И вот произошло все это…
Медленно возвращался ректор в мыслях своих к сегодняшнему дню и так же медленно оставляли его видения прошлого.
Ректор вышел из оцепенения оттого, что тихо скрипнула дверь и на пороге показался Крысенок.
— Я составил донесение его преосвященству о побеге семинариста Беньовского, — как всегда тихо, проговорил секретарь. — Не угодно ли отцу ректору просмотреть его, — добавил секретарь и положил несколько мелко исписанных листов на стол.
Ректор бегло просмотрел написанное.
— За что вы его так ненавидите, Луиджи? — спросил он секретаря голосом бесконечно усталого человека.
— Позвольте ответить вам вопросом на вопрос, отец ректор: за что вы так его любите? — отпарировал Крысенок и, не отводя взора, хищно прищурившись, посмотрел прямо в глаза ректору.

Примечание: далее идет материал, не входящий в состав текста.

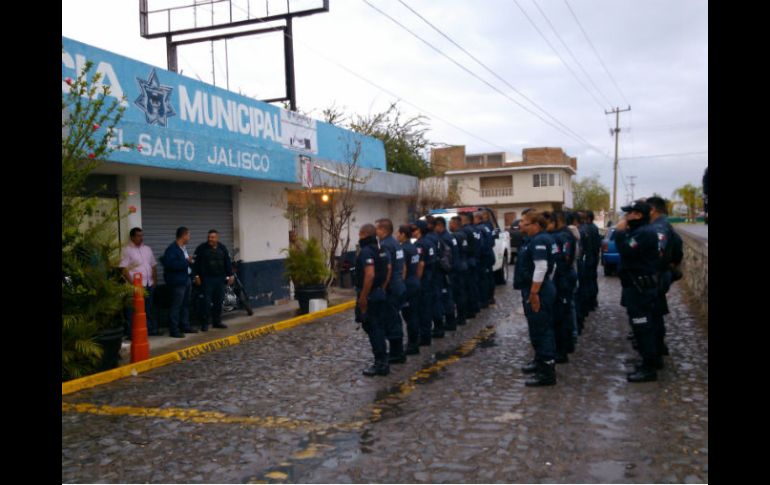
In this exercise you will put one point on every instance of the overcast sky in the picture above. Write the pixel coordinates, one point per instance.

— Морису принадлежит будущее, — резко и даже с какой-то злобой ответил ректор. — Такие, как он, становятся фельдмаршалами и кардиналами. За это я и люблю его. И за Это же не любите его вы, Луиджи, — ответил ректор.
Крысенок усмехнулся:
— Из таких, как Беньовский, выходят еретики и государственные преступники. Поверьте мне, отец ректор, вы еще увидете его с головой, выбритой наполовину, в кандалах и полосатом халате. — И, не проронив ни слова более, неслышно шмыгнул за дверь.
Морис не стал дожидаться, пока его снова отправят в карцер. Однажды ночью он выскользнул из дверей больничного флигеля и через три минуты уже стоял возле знакомой двери. Едва он успел постучать, как дверь медленно и тихо раскрылась. На пороге, в длинной холщовой рубахе, в ночном колпаке, с горящей свечой в руках, стоял отец Михаил и, щурясь, смотрел в темноту коридора,
— Входи скорее, Морис, мой мальчик, — прошептал старик и отступил на шаг в глубь комнаты.
Морис обнял старика и вдруг заплакал. Он плакал навзрыд, горько и безутешно, чувствуя, как слезы заливают рубаху старого библиотекаря, нисколько не стыдясь своей слабости и пытаясь только умерить звуки своего голоса, с тем чтобы плач не был бы услышан кем-нибудь из семинаристов или преподавателей.
А подавив рыдание, еще долго всхлипывал, успокаиваясь оттого, что добрый старик гладил его по спине и рукам.
В эту ночь Морис сказал отцу Михаилу, что он не может более оставаться в семинарии и должен бежать во что бы то ни стало. Отец Михаил ответил, что на этой же неделе раздобудет Морису все необходимое: деньги, одежду и прочее.
Через шесть дней, дождавшись, пока городские часы пробили двенадцать раз, Морис внимательно посмотрел на присланного к нему «брата милосердия», который уже несколько часов выводил носом замысловатые рулады, и сторожко вышел из флигеля.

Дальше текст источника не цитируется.